Given signs of pressure in the cyber insurance market, this box considered previous precedent of government intervention to help private insurers provide cover for large and uncertain risks. This included a detailed look at Pool Re, one of the longest running government-guaranteed reinsurance schemes, for terrorism risk.
This box is based on HM Treasury data from March 2022 .

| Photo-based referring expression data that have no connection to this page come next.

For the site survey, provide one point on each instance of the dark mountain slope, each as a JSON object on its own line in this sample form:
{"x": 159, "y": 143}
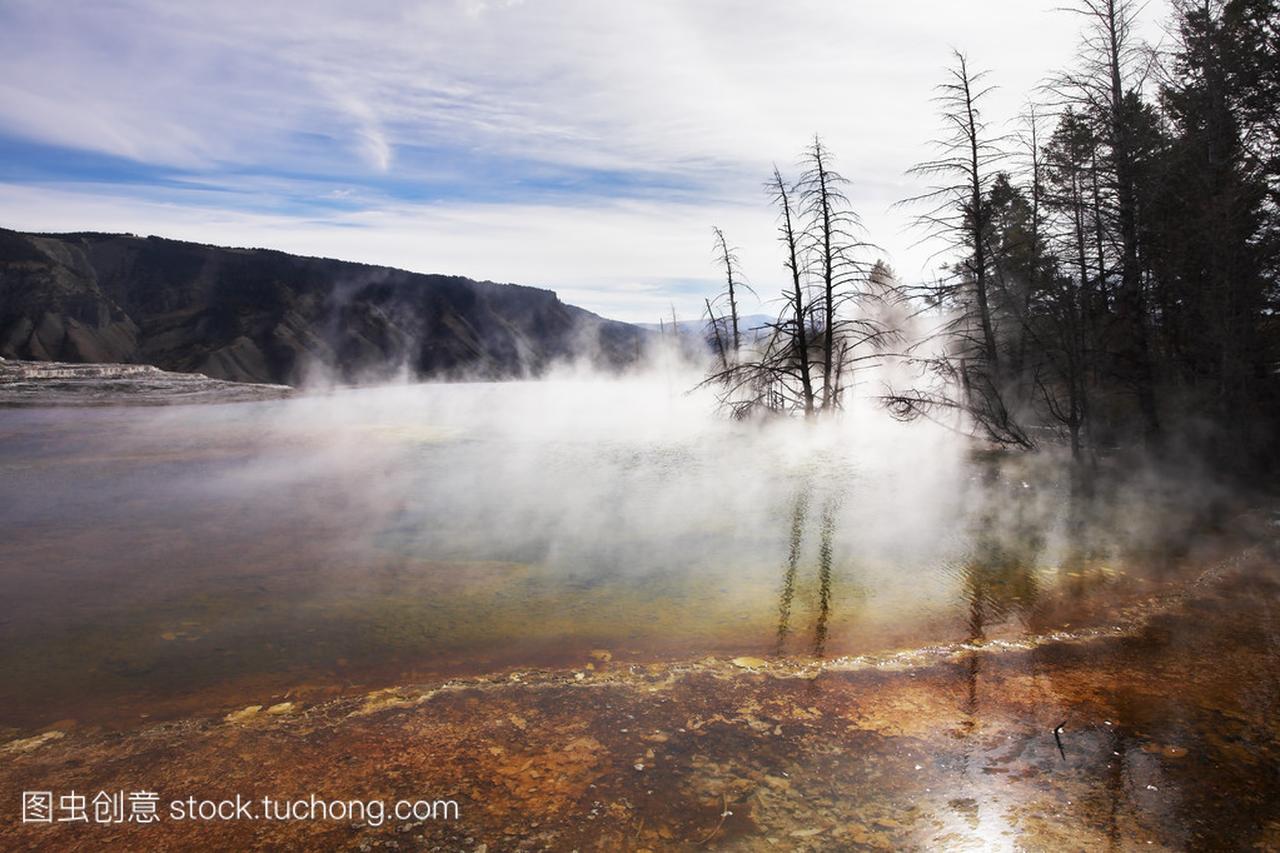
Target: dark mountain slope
{"x": 260, "y": 315}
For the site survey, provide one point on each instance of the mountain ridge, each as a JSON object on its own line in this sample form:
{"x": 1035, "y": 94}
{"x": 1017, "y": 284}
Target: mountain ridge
{"x": 264, "y": 315}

Faced with risks seen to be too large, too uncertain, or too highly correlated for private companies to offer insurance against, the Government has previously extended guarantees to private insurers, ‘re-insuring’ the risks they take onto their balance sheet and seeking to take on the ‘systemic risk’ element that would overwhelm any individual insurer.a For example, during the pandemic temporary reinsurance schemes were introduced to deal with the high levels of Covid-related risk in certain sectors – including the Live Events Reinsurance Scheme and the broader Trade Credit Reinsurance Scheme.b The Government also intervened in the market for flooding insurance on homes through the ‘Flood Re’ scheme. This was set up in the aftermath of the damaging 2012 floods and allows insurers to offer flooding insurance on homes at much lower prices than would be commercially viable, funded by a government levy on the sector instead of a guarantee.c
The longest-running government-guaranteed reinsurance scheme (and most relevant as a comparator to the cyber insurance market) is Pool Re. Pool Re was set up in 1993, in the wake of the 1992 Baltic Exchange bombing by the IRA which, alongside other attacks perpetrated by the IRA throughout the early 1990s, had destabilised the market for terrorism insurance on commercial properties. Given both the potentially very high costs associated with terrorist attacks on commercial property and the high degree of uncertainty associated with predicting the frequency and severity of those attacks, many insurers had withdrawn from the terrorism insurance market. Given the damaging impact on the wider economy should commercial properties become uninsurable, government intervention was deemed necessary.
Pool Re functions as a ‘pooled reinsurance’ scheme, through which around 95 per cent of the UK’s terrorism commercial property insurance market operates. The scheme covers insurance on nearly £2 trillion of assets in the UK in respect of physical damage (and associated business interruption) relating to conventional terrorist attacks and chemical, biological, radiological and nuclear attacks, as well as physical damage relating to cyber-attacks. Since April 2018, Pool Re has provided cover for insurers of ‘remote digital interference’, which relates to terrorist attacks with a cyber trigger, but specifically those resulting in physical damage. This is different from the broader cyber risks quantified throughout this chapter, which often include impacts on revenue and intangible assets.
Insurers pay premia to Pool Re, which are then invested to create pooled reserves that can be drawn on by members when a terrorist event occurs. These reserves now amount to over £6.9 billion (Chart B), in addition to which Pool Re holds further reinsurance from the global insurance sector worth £2.5 billion. Pool Re pays part of the premia it receives (around half), and some of its investment returns (around a quarter) to the Treasury, in exchange for an unlimited guarantee should Pool Re require additional funding to meet its members’ needs after a terrorist event. These payments have resulted in a further £1.4 billion ‘buffer’ to costs incurred by the scheme, above which the Treasury guarantee would take over. Therefore, taking into account the ‘excess’ paid by members, Pool Re is in total able to absorb £9.5 billion of losses from its own balance sheet, and £11 billion before needing to call on the guarantee and hitting the public finances.d
Chart B: Pool Re hierarchy of obligations
Fiscally, while an unlimited guarantee is a significant exposure on the part of the Government, Pool Re has thus far been self-contained in absorbing terrorist risk in respect of commercial property damage. The scheme has paid out over £1.25 billion in relation to 17 terrorist attacks since its formation but has never called on the government guarantee. However, this is not to suggest that in the event that signs of weakness in the cyber insurance prompted a similar intervention, a parallel scheme would be equally resilient. Given Pool Re has had nearly 30 years to amass the reserves now able to absorb significant future losses, the more imminent threat of cyber risks, and the potentially high impact of a catastrophic attack could combine to make an unlimited exposure to this risk more fiscally challenging than terrorism risk has proved to date.